Registration and its Politics/Morality

 Land Registration Act 2002

 Move towards “title by registration”, producing ownership not just reflecting it (think about
s27 LRA 2002).= certain types of interest will not take affect in law until they have been
registered

 Paved the way for e-conveyancing.

Sounds great?

 Clear title facilitates trade and reduces resource wasting conflict (Rose, page 16).
 More clarity for you to see what you would be bound by
 Mirror principle, register reflects all rights affecting a transaction (i.e. those that will bind 3 rd
party purchasers). 3rd party know they are getting rights from a pre-existing freehold
 Curtain principle, purchaser shouldn’t have to go behind the register.
 Insurance principle, state-backed guarantee of your title. Boosting the system and giving
people the confidence to buy land

But, subject to overriding interest! A practical objection…

 Some things are impossible to register. E.g all one year student leases would be a nightmare
to register
 What should be able to override and when? Something of a vexed and politically charged
question.

But, subject to overriding interest! A conceptual objection…

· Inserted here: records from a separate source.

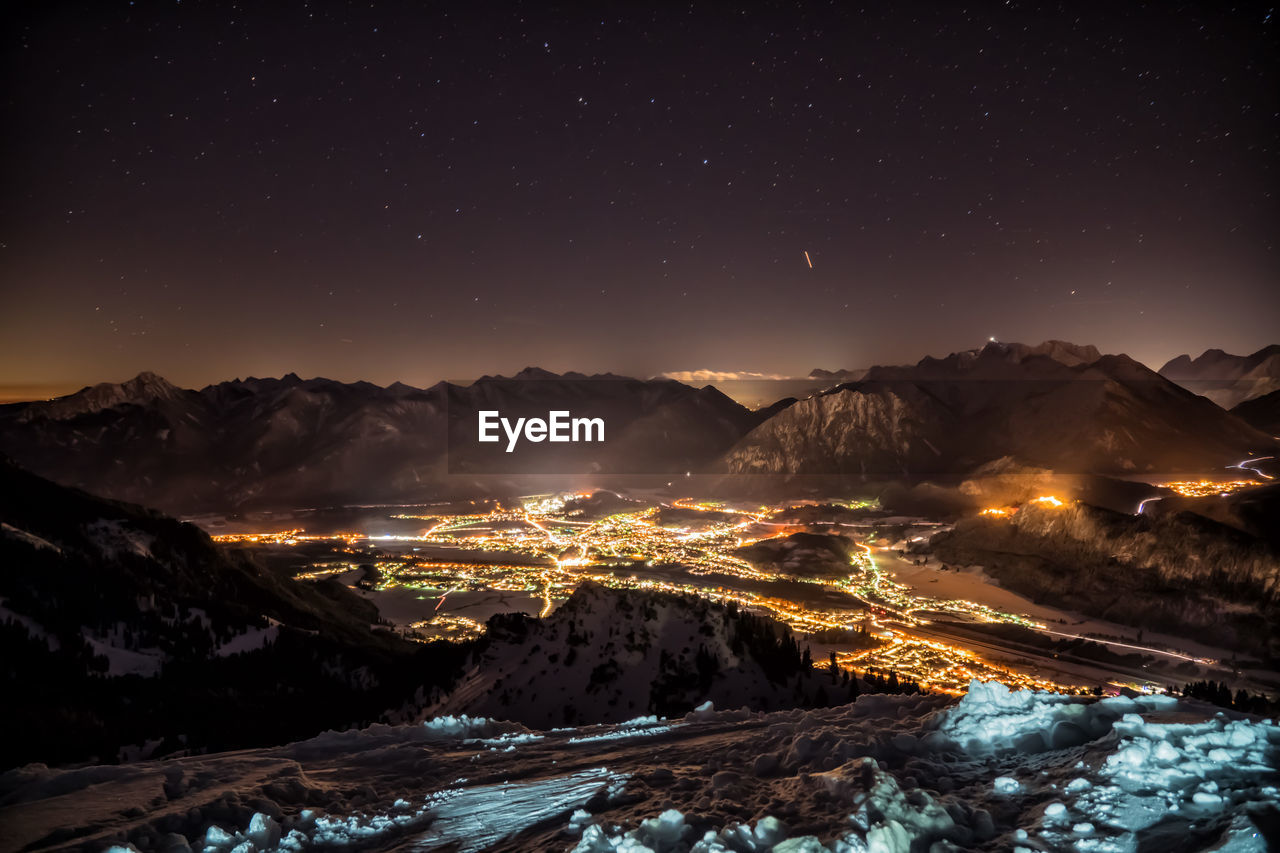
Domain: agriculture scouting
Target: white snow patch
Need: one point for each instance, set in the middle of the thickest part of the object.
(30, 538)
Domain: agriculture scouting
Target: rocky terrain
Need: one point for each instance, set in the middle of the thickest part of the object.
(127, 633)
(1178, 573)
(1056, 406)
(611, 655)
(312, 442)
(1224, 378)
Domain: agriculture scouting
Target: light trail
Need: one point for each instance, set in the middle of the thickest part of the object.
(1244, 466)
(1203, 661)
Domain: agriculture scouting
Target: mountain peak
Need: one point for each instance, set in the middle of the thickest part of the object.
(535, 373)
(144, 388)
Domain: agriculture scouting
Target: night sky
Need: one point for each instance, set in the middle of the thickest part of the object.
(382, 191)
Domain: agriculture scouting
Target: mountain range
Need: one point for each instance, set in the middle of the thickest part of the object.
(307, 442)
(1228, 379)
(124, 632)
(1056, 405)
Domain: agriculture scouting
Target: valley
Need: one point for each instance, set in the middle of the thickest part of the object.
(442, 571)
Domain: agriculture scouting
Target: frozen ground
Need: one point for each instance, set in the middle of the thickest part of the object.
(993, 771)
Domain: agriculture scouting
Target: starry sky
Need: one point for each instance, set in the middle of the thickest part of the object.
(417, 191)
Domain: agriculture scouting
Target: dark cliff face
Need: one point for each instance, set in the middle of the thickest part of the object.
(613, 655)
(1228, 379)
(1180, 574)
(1261, 413)
(1047, 406)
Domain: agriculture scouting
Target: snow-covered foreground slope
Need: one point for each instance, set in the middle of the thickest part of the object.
(996, 771)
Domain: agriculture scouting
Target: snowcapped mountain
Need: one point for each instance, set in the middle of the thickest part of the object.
(611, 655)
(991, 771)
(1228, 379)
(1056, 405)
(122, 629)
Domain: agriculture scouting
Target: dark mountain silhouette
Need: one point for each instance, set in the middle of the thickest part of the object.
(1261, 413)
(123, 628)
(1056, 405)
(1228, 379)
(305, 442)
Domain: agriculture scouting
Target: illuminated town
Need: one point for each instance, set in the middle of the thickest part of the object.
(545, 546)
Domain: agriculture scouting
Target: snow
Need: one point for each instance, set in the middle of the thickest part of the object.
(113, 537)
(33, 629)
(30, 538)
(996, 770)
(250, 641)
(124, 661)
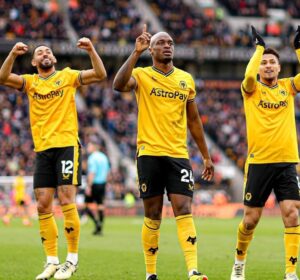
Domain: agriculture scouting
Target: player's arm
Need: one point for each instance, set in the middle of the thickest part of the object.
(250, 80)
(8, 78)
(98, 73)
(196, 128)
(296, 80)
(123, 81)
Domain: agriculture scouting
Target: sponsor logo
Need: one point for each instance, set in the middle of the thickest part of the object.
(153, 250)
(270, 105)
(248, 196)
(293, 260)
(58, 83)
(193, 240)
(143, 187)
(182, 84)
(52, 94)
(158, 92)
(239, 252)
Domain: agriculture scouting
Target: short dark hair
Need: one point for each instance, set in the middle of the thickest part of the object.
(40, 45)
(272, 51)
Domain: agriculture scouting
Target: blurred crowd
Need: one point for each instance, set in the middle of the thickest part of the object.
(120, 21)
(259, 8)
(22, 19)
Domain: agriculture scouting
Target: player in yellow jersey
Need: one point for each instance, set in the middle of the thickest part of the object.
(54, 127)
(272, 153)
(21, 197)
(165, 97)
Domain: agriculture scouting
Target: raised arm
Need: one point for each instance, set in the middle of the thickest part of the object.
(98, 73)
(250, 80)
(196, 128)
(6, 77)
(124, 81)
(297, 49)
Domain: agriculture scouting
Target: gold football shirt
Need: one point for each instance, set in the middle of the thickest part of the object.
(270, 118)
(162, 121)
(52, 108)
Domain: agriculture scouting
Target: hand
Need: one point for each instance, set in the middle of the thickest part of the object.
(256, 38)
(19, 49)
(143, 41)
(208, 172)
(88, 191)
(297, 38)
(85, 44)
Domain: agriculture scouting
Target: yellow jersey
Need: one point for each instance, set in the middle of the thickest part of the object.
(270, 119)
(162, 122)
(52, 108)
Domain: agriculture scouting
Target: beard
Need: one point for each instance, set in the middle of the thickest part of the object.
(165, 60)
(46, 66)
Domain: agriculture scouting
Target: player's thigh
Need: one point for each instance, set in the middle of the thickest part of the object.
(179, 177)
(151, 176)
(287, 183)
(68, 166)
(258, 183)
(44, 172)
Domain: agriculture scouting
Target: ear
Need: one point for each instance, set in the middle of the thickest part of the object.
(33, 63)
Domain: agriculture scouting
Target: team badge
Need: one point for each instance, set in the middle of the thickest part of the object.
(283, 92)
(143, 187)
(182, 84)
(58, 83)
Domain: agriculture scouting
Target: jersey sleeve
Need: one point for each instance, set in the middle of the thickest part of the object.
(74, 77)
(192, 93)
(27, 82)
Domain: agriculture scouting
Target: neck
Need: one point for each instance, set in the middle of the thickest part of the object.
(164, 67)
(44, 73)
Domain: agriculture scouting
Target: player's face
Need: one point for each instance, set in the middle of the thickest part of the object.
(269, 67)
(43, 58)
(162, 49)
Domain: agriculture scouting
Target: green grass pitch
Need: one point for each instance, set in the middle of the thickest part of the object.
(118, 253)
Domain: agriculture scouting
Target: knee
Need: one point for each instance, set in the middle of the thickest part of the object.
(290, 216)
(182, 209)
(153, 213)
(44, 206)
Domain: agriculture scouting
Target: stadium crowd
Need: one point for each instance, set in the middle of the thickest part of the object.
(120, 21)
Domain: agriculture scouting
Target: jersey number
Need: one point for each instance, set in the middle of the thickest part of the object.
(187, 176)
(67, 166)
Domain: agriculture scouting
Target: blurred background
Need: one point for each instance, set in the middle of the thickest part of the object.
(212, 42)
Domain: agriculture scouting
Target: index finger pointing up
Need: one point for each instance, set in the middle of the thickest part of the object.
(144, 27)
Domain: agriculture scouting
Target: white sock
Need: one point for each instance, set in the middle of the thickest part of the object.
(239, 262)
(192, 271)
(53, 260)
(149, 274)
(72, 258)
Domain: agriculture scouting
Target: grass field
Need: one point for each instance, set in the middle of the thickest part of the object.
(118, 253)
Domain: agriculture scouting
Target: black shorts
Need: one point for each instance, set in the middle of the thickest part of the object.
(261, 179)
(57, 166)
(157, 173)
(98, 194)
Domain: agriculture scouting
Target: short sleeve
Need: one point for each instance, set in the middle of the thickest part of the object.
(74, 77)
(192, 93)
(27, 81)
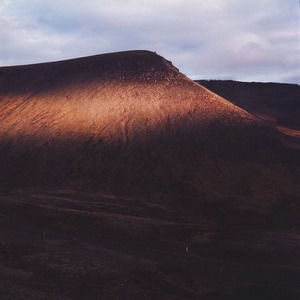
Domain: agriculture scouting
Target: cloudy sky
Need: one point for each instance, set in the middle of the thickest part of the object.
(247, 40)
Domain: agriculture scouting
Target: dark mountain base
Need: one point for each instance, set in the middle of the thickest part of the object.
(66, 245)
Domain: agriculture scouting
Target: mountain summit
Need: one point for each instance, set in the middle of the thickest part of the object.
(131, 123)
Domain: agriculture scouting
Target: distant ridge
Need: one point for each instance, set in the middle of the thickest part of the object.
(131, 123)
(275, 104)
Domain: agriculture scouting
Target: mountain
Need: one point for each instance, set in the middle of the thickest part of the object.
(131, 123)
(275, 104)
(121, 178)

‘the development of land registration… closes out the idea of property as a way of “being in the
world”, of land as the physical, organic basis for human activity, a favour of a vision of property
as a commodity asset to be traded as efficiently as possible in pursuit of capital gain’ – Great
Debates in Land Law, 109

 Squatting and “land law morality”, does the “registration fetish” get in the way of
perfectly good land law doctrines that might better serve social, legal and economic
aims?
 Squatting is when someone deliberately enters property without permission and lives
there, or intends to live there

Points of interaction?

 Ask yourself
- How does registration shape our concepts of property?
- Does seeing land as a market asset have to change our concepts of property?
- Is registration simply the next step to an increasingly marketized and commercial view of
land law, impacting on the foundations of our communities and societies?